Nesse momento, olhando para Cida eu vi!  Eu vi, de novo, aquilo que me fizera tanta falta nos últimos meses: A alegria espevitada lhe voltara por completo,  e ela ria, ria despregadamente, como nos bons tempos, completamente esquecida da seriedade da função que lhe fôra designada.
 
Aproveitando o momento de distração barulhenta que se formara no ambiente, Cida voltara a ser a moça espevitada e de chama acesa. Viva! Enfim, novamente viva e a minha vontade era correr para abraçá-la, dizendo: Bem vinda ao mundo dos vivos, minha querida!  Bem vinda ao recreio:  a brincadeira hoje é uma batalha de cabo de guerra, e você deve continuar botando  toda a força dos seus braços e pernas, na tentativa de mover o inimigo, sem perder esse estoicismo de núcleo faiscante.
 
Mas o inimigo era feroz, e não se movia. Então, alguém teve a idéia: Se o elefante não vai a meca, que meca vá até o elefante. Desceu o pastor do púlpito, com o seu vidrinho poderoso de  óleo ungido, e em nome do Senhor Jesus, expulsou o demônio, que rugindo as suas sujidades saiu,  e foi gritar o seu refrão em outras pastagens.

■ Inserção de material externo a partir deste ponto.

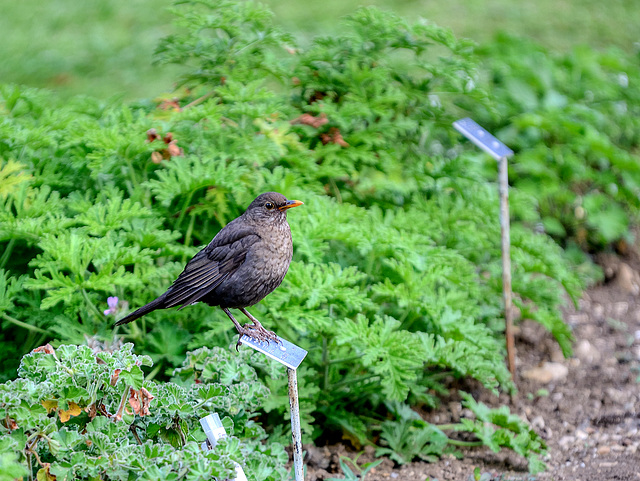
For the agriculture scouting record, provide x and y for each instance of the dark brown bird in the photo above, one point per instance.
(243, 263)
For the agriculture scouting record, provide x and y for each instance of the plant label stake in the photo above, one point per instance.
(291, 356)
(213, 428)
(496, 149)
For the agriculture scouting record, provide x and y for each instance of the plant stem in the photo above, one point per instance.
(325, 363)
(198, 100)
(457, 442)
(154, 372)
(7, 252)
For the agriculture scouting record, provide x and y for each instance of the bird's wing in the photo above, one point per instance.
(211, 266)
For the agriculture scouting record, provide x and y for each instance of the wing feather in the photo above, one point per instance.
(211, 266)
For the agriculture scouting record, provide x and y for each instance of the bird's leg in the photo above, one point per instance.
(257, 326)
(246, 330)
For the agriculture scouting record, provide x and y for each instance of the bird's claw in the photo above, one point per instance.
(258, 333)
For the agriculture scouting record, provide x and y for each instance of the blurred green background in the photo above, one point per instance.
(104, 47)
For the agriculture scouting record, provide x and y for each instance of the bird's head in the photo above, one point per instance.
(270, 207)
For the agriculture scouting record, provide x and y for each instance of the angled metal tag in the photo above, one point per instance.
(284, 351)
(482, 138)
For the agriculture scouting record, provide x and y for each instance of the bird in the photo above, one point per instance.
(246, 260)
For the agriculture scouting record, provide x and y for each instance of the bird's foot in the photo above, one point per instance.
(256, 332)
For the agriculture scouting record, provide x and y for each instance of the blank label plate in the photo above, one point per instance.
(285, 352)
(482, 138)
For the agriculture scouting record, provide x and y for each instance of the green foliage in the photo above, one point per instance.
(408, 436)
(498, 428)
(396, 279)
(573, 121)
(77, 414)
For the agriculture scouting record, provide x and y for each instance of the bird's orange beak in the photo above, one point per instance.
(290, 204)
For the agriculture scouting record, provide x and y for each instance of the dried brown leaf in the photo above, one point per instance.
(308, 119)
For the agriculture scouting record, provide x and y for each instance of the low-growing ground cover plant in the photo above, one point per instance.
(395, 287)
(73, 413)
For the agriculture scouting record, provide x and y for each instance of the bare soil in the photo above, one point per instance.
(589, 418)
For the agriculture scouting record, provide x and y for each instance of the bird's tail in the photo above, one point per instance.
(152, 306)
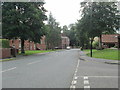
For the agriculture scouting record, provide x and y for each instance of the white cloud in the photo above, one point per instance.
(65, 11)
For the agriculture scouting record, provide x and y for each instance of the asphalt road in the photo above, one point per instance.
(61, 69)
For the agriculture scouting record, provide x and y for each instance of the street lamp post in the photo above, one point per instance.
(90, 47)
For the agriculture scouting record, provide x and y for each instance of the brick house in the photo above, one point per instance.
(29, 45)
(65, 41)
(110, 40)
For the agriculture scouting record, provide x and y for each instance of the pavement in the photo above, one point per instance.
(61, 69)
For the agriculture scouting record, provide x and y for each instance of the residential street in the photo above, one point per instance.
(60, 69)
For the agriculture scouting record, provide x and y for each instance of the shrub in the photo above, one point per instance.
(4, 43)
(95, 44)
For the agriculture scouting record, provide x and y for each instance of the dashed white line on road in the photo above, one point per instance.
(86, 86)
(85, 77)
(72, 86)
(74, 82)
(86, 82)
(8, 69)
(75, 77)
(33, 62)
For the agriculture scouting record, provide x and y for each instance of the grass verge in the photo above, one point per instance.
(111, 54)
(30, 52)
(8, 59)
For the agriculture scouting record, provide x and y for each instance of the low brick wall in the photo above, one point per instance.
(5, 53)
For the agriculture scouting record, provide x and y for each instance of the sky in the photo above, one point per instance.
(64, 11)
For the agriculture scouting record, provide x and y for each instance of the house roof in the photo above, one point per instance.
(111, 38)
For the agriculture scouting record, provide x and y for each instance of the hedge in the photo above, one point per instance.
(4, 43)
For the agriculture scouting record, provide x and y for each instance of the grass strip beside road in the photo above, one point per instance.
(111, 54)
(30, 52)
(8, 59)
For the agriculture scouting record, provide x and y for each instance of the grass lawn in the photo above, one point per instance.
(111, 54)
(30, 52)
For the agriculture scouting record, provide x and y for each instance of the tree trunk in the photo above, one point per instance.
(91, 41)
(100, 41)
(22, 46)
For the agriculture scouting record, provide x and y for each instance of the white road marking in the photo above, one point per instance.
(8, 69)
(100, 76)
(33, 62)
(75, 77)
(72, 86)
(85, 77)
(74, 82)
(86, 86)
(86, 82)
(74, 74)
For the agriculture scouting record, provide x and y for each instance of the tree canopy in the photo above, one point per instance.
(53, 33)
(23, 20)
(97, 18)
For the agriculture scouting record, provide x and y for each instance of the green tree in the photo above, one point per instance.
(53, 33)
(98, 18)
(23, 20)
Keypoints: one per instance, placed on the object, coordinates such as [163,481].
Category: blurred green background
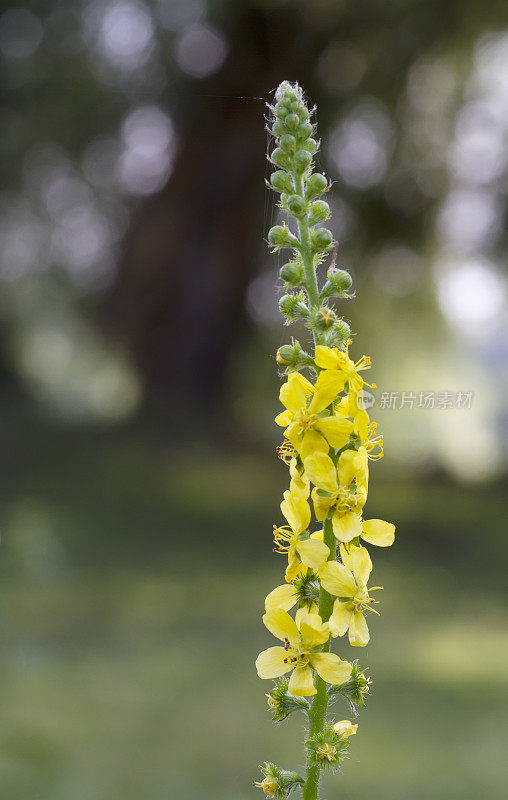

Mas Cida? Cida novamente se perdera. Premida contra  a parede, a brincadeira acabara. Voltara a ser de novo a obreira cor-de-rosa sem a chama da vida. A vida abismal que fizera dela a alegria das terças feiras em nossa casa.

No outro dia, terça feira, ao avistá-la no apertadinho da saia xadrez  e da blusa branca de manga comprida, constatei o que já sabia:  Danou-se tudo!